As Martin Fautley and Alison Daubney discussed their findings from evaluating Teach Through Music and Peer to Peer, it seemed that the main obstacle for teachers getting involved in these music CPD programmes wasn’t apathy, lack of interest or even the eternal problem of time. The obstacle was that senior leaders were refusing permission to let their music teachers leave school for professional development that wasn’t mandatory (such as a GCSE moderation event run by an exam board) or directly related to KS4/5 results (e.g. ‘Getting more As and A*s in GCSE Composing’). While the age of austerity makes this understandable, it certainly seems self-defeating. The majority of a music teacher’s time is spent with Key Stage 3, so why should all of the professional development be targeted at KS4/5?
In a casual conversation, Anna Gower even told me that one school had banned all non-mandatory external CPD. Teachers in this school cannot attend courses run by Keynote, Creative Education or even an exam board unless it is an external requirement.

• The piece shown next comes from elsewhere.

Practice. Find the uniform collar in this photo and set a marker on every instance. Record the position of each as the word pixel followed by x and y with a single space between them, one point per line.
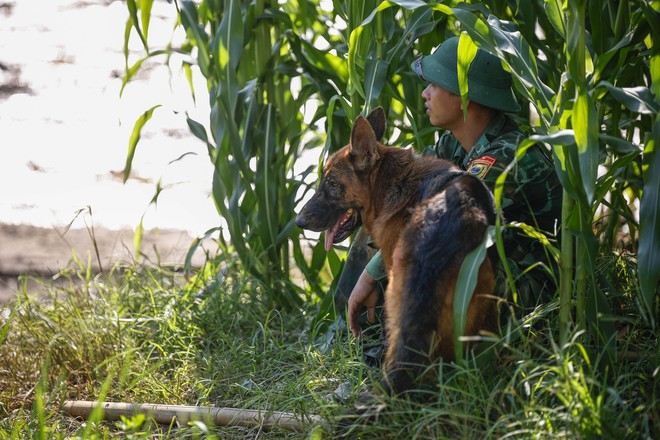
pixel 491 133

Instead of external CPD, this school has teachers deliver CPD in-house, which has a significant impact on the quality and diversity of training available to teachers. How useful is it for a music teacher to sit in a school hall, listening to English, geography and history teachers discuss strategies for marking written work? Yes, there’s some value in it but nowhere near as much as dedicated, music-specific CPD focused on improving the quality of music making in lessons.
Whereas many subjects can access great ideas for teaching and learning simply by reading a lesson plan or reviewing a PowerPoint, there’s so much more that music teachers can gain from being involved in a practical activity as a musician – it allows us to internalise the music that we will be teaching, which is a vital first step (see Teacher and Musician Challenge 11 for more on this point).
So, I have a question for the head teachers and CPD leaders out there: How do we get music teachers out of school?
Specifically, how do we get them out of school for music-specific CPD that is targeted at the areas of teaching that they spend most of their time in? Surely, the pay-off for this would be that teaching and learning improves, pupils are better musicians and go on to achieve better at Key Stages 4 and 5? Isn’t releasing music teachers for music-specific CPD a really good investment? Or has the age of austerity forced us to ignore investment and face the inevitable fall in standards?
How does this factor into the other educational age that we are in – the age of accountability?